Herring, makes good king fish bait.


----------



## bluefish1928 (Jun 9, 2007)

greenback are threadfin herring also known as grass shad. often caught when jigging gold hook or chistmas tree rigs for spansih mackerel. they will bite the gold hook, but are more frequently snagged.


----------



## SmoothLures (Feb 13, 2008)

Ah, alright.


----------



## tackdriver (May 3, 2008)

Although it's not too close to Cherry Grove:

I have to say that Bob over at Garden City B&T is one hell of a good guy. I try and throw as much business his way as possible. He's usually got a great supply of mud minnows.

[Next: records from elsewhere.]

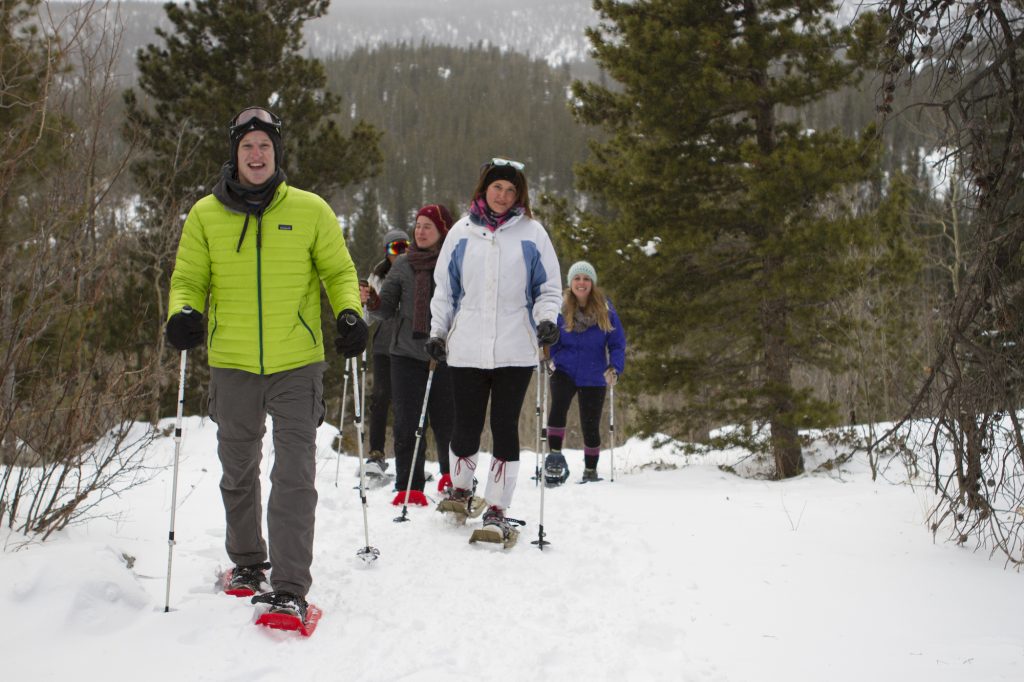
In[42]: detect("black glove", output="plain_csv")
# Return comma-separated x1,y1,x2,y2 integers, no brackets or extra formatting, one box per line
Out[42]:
334,308,370,357
537,319,558,346
423,336,447,363
165,305,206,350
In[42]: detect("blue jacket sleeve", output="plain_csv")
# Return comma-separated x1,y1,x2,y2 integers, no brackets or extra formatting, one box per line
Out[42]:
607,301,626,375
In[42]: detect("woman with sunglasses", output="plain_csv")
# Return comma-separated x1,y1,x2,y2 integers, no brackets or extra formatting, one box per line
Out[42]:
359,229,409,481
370,204,453,507
166,106,368,621
427,159,561,547
544,260,626,485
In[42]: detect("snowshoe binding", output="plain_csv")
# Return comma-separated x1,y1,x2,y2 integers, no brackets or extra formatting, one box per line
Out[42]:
220,561,270,597
437,479,484,525
544,451,569,487
355,450,394,488
469,506,526,549
252,592,322,637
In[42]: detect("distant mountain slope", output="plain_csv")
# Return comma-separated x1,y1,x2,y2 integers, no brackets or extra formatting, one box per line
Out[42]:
48,0,597,75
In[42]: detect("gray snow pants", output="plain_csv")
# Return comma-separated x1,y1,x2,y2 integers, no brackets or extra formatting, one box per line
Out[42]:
209,363,327,596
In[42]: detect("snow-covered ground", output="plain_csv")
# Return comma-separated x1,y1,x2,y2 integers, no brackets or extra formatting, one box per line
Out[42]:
0,418,1024,682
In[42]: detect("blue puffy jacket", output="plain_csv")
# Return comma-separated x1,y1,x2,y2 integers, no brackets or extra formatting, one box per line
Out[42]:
551,300,626,386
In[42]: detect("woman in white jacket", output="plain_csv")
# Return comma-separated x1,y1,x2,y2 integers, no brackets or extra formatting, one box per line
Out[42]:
427,159,561,542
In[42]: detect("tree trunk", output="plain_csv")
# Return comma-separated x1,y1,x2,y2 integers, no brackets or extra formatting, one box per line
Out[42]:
761,266,804,479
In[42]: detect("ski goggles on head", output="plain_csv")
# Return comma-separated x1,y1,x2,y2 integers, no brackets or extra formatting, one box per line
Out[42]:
490,157,526,172
227,106,282,140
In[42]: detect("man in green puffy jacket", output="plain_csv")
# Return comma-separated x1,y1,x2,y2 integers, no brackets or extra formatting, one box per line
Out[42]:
166,106,367,620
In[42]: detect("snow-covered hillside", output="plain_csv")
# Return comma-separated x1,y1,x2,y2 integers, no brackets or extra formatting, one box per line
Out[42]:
0,418,1024,682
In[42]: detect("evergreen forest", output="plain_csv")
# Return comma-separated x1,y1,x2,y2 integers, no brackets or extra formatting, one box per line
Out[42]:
6,0,1024,559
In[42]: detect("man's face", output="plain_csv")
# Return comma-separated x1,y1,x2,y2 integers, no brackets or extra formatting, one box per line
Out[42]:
236,130,275,187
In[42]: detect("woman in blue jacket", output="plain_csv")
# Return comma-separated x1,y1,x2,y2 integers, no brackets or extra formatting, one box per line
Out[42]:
544,260,626,485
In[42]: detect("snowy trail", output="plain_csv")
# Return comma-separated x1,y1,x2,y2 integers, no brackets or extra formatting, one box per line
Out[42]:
0,418,1024,682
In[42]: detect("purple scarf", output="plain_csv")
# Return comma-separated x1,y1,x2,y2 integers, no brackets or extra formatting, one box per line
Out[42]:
469,197,524,231
406,242,440,339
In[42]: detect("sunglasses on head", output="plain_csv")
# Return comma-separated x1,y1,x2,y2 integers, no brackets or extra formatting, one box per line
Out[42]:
227,106,282,139
490,157,526,171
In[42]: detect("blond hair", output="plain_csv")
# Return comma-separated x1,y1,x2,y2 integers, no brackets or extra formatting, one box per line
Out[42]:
562,285,612,332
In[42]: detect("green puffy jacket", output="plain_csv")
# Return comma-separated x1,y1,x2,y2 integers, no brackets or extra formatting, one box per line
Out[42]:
168,182,361,374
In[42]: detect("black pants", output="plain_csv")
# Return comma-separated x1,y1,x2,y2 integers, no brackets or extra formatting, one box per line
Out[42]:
548,371,607,450
391,355,454,491
368,353,391,453
452,367,534,462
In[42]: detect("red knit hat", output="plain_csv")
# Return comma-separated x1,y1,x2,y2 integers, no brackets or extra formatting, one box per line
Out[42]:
414,204,455,237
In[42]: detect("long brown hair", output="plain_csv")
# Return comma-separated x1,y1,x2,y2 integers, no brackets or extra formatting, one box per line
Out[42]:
472,163,534,218
562,285,611,332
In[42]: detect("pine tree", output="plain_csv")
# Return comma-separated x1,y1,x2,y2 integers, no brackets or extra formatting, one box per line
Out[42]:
348,186,384,280
125,0,381,203
573,0,896,478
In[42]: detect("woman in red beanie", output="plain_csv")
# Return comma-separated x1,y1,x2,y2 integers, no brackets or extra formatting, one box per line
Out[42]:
371,204,453,506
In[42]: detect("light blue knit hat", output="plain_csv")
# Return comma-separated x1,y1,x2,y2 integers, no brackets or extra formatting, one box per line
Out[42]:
565,260,597,287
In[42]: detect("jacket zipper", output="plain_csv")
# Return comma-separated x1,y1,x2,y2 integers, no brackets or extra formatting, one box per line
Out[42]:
256,211,266,374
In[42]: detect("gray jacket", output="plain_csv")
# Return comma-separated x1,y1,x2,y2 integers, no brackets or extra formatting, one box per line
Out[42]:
370,254,430,363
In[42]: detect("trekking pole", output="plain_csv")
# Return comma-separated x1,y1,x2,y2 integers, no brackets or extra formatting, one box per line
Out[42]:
359,305,367,425
608,384,615,483
351,357,381,563
164,327,191,613
534,361,543,485
334,359,348,487
530,346,551,552
394,358,437,523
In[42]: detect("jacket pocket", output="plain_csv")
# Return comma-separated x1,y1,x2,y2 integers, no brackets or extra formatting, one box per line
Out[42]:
206,305,217,348
311,372,327,428
206,381,217,424
298,310,316,346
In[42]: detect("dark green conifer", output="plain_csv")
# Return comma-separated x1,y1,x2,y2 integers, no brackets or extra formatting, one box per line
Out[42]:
125,0,380,201
573,0,895,478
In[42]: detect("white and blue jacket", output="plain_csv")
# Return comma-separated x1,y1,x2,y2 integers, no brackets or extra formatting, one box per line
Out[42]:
430,215,562,370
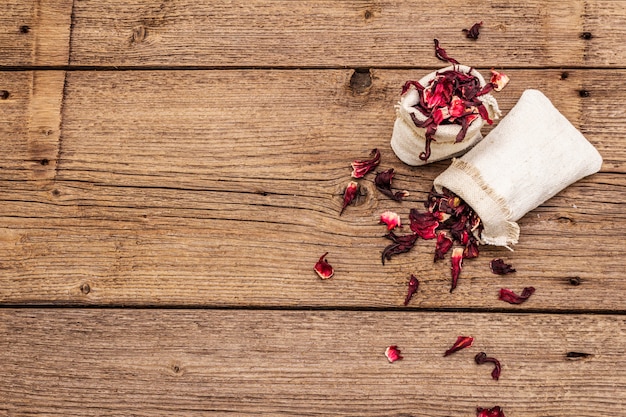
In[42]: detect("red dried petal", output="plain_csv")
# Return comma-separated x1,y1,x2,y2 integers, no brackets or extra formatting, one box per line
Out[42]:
433,39,459,65
435,232,452,261
339,181,359,216
380,210,402,230
313,252,335,279
476,406,505,417
450,248,463,292
490,69,511,91
463,22,483,40
385,345,402,363
409,209,439,239
443,336,474,356
404,274,420,306
382,232,418,265
489,258,515,275
374,168,409,201
499,287,535,304
474,352,502,381
350,148,380,178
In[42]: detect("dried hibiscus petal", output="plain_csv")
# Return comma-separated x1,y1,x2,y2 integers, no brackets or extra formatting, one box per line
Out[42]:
374,168,409,201
476,406,505,417
474,352,502,381
382,232,418,265
434,39,459,65
339,181,359,216
489,69,511,91
313,252,335,279
385,345,402,363
404,274,420,306
350,148,380,178
380,210,402,230
443,336,474,356
463,22,483,39
409,209,439,239
499,287,535,304
450,248,463,292
489,258,515,275
435,232,452,261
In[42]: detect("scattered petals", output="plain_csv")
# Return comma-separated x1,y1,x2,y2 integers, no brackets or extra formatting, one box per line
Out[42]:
382,232,418,265
489,258,515,275
499,287,535,304
380,210,402,230
474,352,502,381
450,248,463,292
435,232,452,261
339,181,359,216
385,345,402,363
443,336,474,356
374,168,409,201
404,274,420,306
313,252,335,279
409,209,439,239
490,69,511,91
463,22,483,39
350,148,380,178
476,406,505,417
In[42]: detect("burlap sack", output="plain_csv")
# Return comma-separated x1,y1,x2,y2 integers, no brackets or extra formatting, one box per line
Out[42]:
391,65,500,166
434,90,602,247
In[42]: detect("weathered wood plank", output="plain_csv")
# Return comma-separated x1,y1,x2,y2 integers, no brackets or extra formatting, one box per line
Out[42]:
0,70,626,310
0,309,626,417
0,0,73,66
71,0,626,67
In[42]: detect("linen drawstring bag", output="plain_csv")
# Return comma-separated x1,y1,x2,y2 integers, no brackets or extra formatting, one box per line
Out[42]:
391,64,500,166
434,90,602,247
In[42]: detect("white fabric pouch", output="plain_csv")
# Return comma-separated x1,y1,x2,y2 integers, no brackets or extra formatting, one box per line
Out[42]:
391,65,500,166
434,90,602,247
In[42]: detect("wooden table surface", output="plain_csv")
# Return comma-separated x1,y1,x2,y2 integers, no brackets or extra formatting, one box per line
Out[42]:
0,0,626,417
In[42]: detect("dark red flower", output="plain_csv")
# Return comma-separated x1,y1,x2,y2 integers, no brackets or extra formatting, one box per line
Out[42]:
409,209,439,239
380,210,402,230
476,406,505,417
339,181,359,216
474,352,502,381
443,336,474,356
463,22,483,40
499,287,535,304
404,274,420,306
382,232,418,265
385,345,402,363
350,148,380,178
433,39,459,65
450,248,463,292
313,252,335,279
489,258,515,275
374,168,409,201
435,232,452,261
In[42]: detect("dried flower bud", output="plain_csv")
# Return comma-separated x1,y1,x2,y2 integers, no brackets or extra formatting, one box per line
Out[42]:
380,210,402,230
385,345,402,363
350,148,380,178
313,252,335,279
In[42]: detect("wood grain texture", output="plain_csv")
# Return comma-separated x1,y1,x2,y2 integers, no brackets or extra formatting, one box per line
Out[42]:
71,0,626,67
0,70,626,311
0,309,626,417
0,0,73,67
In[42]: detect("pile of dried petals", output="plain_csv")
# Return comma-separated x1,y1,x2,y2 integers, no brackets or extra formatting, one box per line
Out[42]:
382,189,482,292
402,39,509,161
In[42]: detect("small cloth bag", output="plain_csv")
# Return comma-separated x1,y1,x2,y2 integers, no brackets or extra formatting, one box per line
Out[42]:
391,65,500,166
434,90,602,247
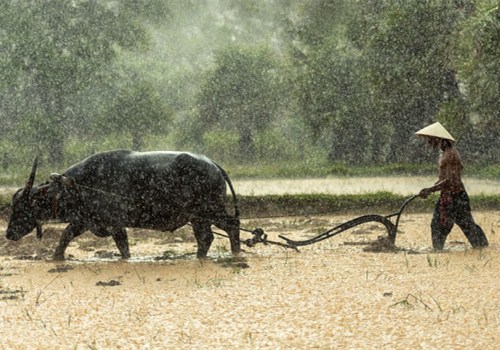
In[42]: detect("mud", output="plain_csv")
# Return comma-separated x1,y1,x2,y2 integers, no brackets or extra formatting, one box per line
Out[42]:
0,212,500,350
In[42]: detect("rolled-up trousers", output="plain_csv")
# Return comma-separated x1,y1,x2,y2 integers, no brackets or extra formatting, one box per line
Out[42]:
431,191,488,250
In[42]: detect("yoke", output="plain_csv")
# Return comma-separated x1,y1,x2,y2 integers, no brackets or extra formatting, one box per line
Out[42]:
243,195,418,250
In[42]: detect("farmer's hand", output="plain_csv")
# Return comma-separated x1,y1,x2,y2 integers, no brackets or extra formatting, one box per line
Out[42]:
418,188,432,198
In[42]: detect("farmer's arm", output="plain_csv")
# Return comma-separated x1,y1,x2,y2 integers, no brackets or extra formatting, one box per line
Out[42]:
418,152,462,198
418,179,449,198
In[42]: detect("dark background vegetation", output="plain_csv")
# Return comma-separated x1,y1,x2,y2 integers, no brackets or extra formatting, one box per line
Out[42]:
0,0,500,183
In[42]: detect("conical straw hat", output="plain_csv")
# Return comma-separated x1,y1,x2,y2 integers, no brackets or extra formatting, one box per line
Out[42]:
415,122,455,141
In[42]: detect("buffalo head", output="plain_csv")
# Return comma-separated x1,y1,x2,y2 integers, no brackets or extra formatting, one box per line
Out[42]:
7,158,46,241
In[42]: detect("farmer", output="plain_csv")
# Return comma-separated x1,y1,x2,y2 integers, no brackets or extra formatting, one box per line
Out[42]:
415,122,488,250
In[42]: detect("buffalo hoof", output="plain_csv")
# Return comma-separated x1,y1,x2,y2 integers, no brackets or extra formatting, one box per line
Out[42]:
52,254,65,261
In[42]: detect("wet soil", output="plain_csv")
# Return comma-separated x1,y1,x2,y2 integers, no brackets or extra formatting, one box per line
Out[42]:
0,212,500,350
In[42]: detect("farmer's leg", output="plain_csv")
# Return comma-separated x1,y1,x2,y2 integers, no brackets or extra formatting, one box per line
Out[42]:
431,198,453,250
455,192,488,247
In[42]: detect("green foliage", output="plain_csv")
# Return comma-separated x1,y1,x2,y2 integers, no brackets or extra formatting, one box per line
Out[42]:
0,0,147,163
455,0,500,162
0,0,500,167
198,46,276,159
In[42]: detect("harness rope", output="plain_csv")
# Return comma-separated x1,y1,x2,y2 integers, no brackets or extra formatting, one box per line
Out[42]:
51,180,417,251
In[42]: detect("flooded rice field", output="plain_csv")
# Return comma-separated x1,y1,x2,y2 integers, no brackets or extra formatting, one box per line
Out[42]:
0,212,500,350
0,176,500,196
233,176,500,196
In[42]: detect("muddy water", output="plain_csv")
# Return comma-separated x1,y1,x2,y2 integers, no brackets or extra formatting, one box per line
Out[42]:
0,176,500,195
0,212,500,349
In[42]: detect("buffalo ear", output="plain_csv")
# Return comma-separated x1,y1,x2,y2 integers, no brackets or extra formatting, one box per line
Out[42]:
23,156,38,198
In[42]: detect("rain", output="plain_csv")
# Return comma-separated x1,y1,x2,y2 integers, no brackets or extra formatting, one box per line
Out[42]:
0,0,500,349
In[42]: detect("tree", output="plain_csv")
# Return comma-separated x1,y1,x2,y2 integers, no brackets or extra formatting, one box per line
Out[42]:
198,46,276,159
97,79,172,151
0,0,147,164
350,0,461,162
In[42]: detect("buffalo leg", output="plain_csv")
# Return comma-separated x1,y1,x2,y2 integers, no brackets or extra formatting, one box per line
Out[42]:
191,220,214,259
111,227,130,259
216,215,241,255
53,223,85,261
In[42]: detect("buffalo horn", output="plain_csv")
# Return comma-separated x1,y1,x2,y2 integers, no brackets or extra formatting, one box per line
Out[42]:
36,222,43,239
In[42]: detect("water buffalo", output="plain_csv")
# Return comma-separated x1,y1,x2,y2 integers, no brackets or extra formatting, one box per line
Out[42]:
7,150,240,260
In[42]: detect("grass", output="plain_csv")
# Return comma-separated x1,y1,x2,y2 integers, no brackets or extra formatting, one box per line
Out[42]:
0,192,500,220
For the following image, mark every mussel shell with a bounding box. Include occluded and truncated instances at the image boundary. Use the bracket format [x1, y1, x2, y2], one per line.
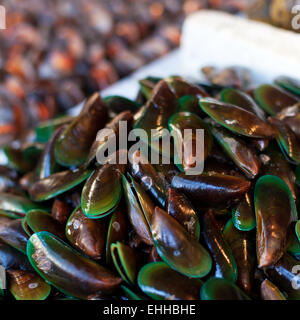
[167, 188, 200, 240]
[200, 278, 250, 300]
[254, 84, 298, 116]
[34, 127, 64, 180]
[232, 193, 256, 231]
[85, 110, 133, 167]
[138, 262, 202, 300]
[122, 175, 154, 245]
[51, 199, 71, 224]
[199, 98, 274, 139]
[151, 207, 212, 278]
[26, 210, 65, 240]
[254, 175, 298, 268]
[210, 126, 260, 179]
[220, 88, 265, 120]
[106, 205, 128, 265]
[121, 285, 147, 300]
[35, 116, 74, 143]
[0, 218, 29, 253]
[223, 219, 256, 294]
[134, 80, 177, 152]
[27, 231, 121, 299]
[265, 253, 300, 300]
[81, 163, 122, 219]
[202, 211, 237, 282]
[260, 279, 286, 300]
[103, 96, 141, 114]
[0, 240, 32, 270]
[110, 242, 142, 285]
[2, 145, 39, 173]
[139, 77, 162, 100]
[177, 95, 205, 118]
[55, 93, 107, 166]
[8, 270, 51, 300]
[295, 220, 300, 242]
[168, 112, 213, 172]
[66, 206, 107, 260]
[275, 76, 300, 96]
[29, 167, 91, 201]
[130, 150, 167, 207]
[260, 145, 297, 200]
[165, 76, 208, 99]
[268, 117, 300, 164]
[171, 174, 251, 208]
[287, 222, 300, 256]
[276, 102, 300, 139]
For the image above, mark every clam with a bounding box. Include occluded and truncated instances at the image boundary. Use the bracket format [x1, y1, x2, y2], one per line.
[223, 219, 256, 294]
[151, 207, 212, 278]
[29, 167, 91, 201]
[254, 84, 299, 116]
[65, 206, 107, 260]
[275, 76, 300, 96]
[54, 93, 107, 167]
[169, 112, 213, 172]
[200, 278, 250, 300]
[199, 98, 274, 139]
[203, 211, 237, 282]
[254, 175, 298, 268]
[167, 188, 200, 240]
[138, 262, 202, 300]
[27, 231, 121, 299]
[7, 270, 51, 300]
[81, 163, 122, 219]
[171, 173, 251, 208]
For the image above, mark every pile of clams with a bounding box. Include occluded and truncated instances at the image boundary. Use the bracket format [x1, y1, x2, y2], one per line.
[0, 73, 300, 300]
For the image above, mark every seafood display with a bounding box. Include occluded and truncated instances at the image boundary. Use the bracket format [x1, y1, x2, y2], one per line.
[0, 68, 300, 300]
[0, 0, 250, 146]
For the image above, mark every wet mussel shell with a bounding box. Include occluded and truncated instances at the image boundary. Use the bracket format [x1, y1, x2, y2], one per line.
[29, 167, 91, 201]
[200, 278, 250, 300]
[199, 98, 274, 139]
[66, 206, 107, 260]
[138, 262, 202, 300]
[27, 231, 121, 299]
[168, 112, 213, 172]
[25, 210, 65, 240]
[110, 242, 142, 285]
[203, 211, 237, 282]
[54, 93, 107, 167]
[254, 84, 298, 116]
[81, 163, 122, 219]
[151, 207, 212, 278]
[171, 173, 251, 208]
[8, 270, 51, 300]
[275, 76, 300, 96]
[254, 175, 298, 268]
[220, 88, 265, 120]
[122, 175, 154, 245]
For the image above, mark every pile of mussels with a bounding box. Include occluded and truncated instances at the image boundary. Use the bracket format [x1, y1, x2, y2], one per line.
[0, 76, 300, 300]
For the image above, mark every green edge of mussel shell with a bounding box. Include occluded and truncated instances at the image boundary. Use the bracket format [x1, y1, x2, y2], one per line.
[110, 242, 135, 284]
[254, 175, 298, 220]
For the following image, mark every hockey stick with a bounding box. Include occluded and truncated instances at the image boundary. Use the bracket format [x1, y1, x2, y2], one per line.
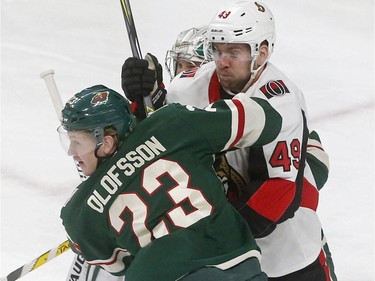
[40, 69, 87, 181]
[120, 0, 154, 116]
[1, 240, 70, 281]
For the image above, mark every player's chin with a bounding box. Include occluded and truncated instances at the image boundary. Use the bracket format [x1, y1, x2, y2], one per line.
[78, 161, 95, 176]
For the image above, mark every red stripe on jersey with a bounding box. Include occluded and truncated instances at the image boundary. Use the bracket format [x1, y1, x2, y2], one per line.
[307, 144, 324, 151]
[230, 99, 245, 147]
[247, 178, 296, 222]
[208, 70, 221, 103]
[301, 179, 319, 211]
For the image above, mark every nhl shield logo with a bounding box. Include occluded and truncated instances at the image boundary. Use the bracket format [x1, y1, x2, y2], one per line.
[91, 91, 109, 106]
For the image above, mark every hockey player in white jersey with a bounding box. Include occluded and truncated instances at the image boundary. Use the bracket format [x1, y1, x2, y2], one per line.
[123, 2, 336, 281]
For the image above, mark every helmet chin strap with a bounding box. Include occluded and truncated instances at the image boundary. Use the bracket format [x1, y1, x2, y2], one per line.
[241, 55, 268, 93]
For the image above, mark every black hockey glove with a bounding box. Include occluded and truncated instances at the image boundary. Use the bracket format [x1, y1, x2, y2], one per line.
[121, 53, 166, 120]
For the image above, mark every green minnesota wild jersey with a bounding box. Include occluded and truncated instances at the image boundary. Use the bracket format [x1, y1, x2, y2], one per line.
[61, 94, 281, 281]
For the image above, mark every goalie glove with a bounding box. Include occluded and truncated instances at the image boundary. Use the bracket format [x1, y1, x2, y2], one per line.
[121, 53, 167, 121]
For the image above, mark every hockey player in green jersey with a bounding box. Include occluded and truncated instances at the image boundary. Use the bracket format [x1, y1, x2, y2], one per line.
[59, 85, 282, 281]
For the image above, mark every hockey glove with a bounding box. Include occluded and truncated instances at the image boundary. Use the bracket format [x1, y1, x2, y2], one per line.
[121, 53, 166, 121]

Give him a shot!


----------



## tackdriver (May 3, 2008)

tackdriver said:


> Although it's not too close to Cherry Grove:
> 
> I have to say that Bob over at Garden City B&T is one hell of a good guy. I try and throw as much business his way as possible. He's usually got a great supply of mud minnows. Give him a shot!


Err, don't ask me why I am talking about cherry grove.. It's fairly close to apache and 2nd ave pier..

Not enough coffee yet


----------



## SmoothLures (Feb 13, 2008)

That's where I went.  Met him fishing for Spanish back in late April, he's a nice guy, I agree.


----------



## LiteTackleChamp (Jul 29, 2005)

low country bait and tackle, off old highway 544 right before the swing bridge


----------



## goout4fish (Mar 19, 2008)

:fishing: apache pier has mud minnows in stock


----------



## outfishin28 (Jul 15, 2005)

and yes, the spanish are still biting. I cought 6 yesterday in the surf throwing a spoon, most around 15 - 24 inches.


----------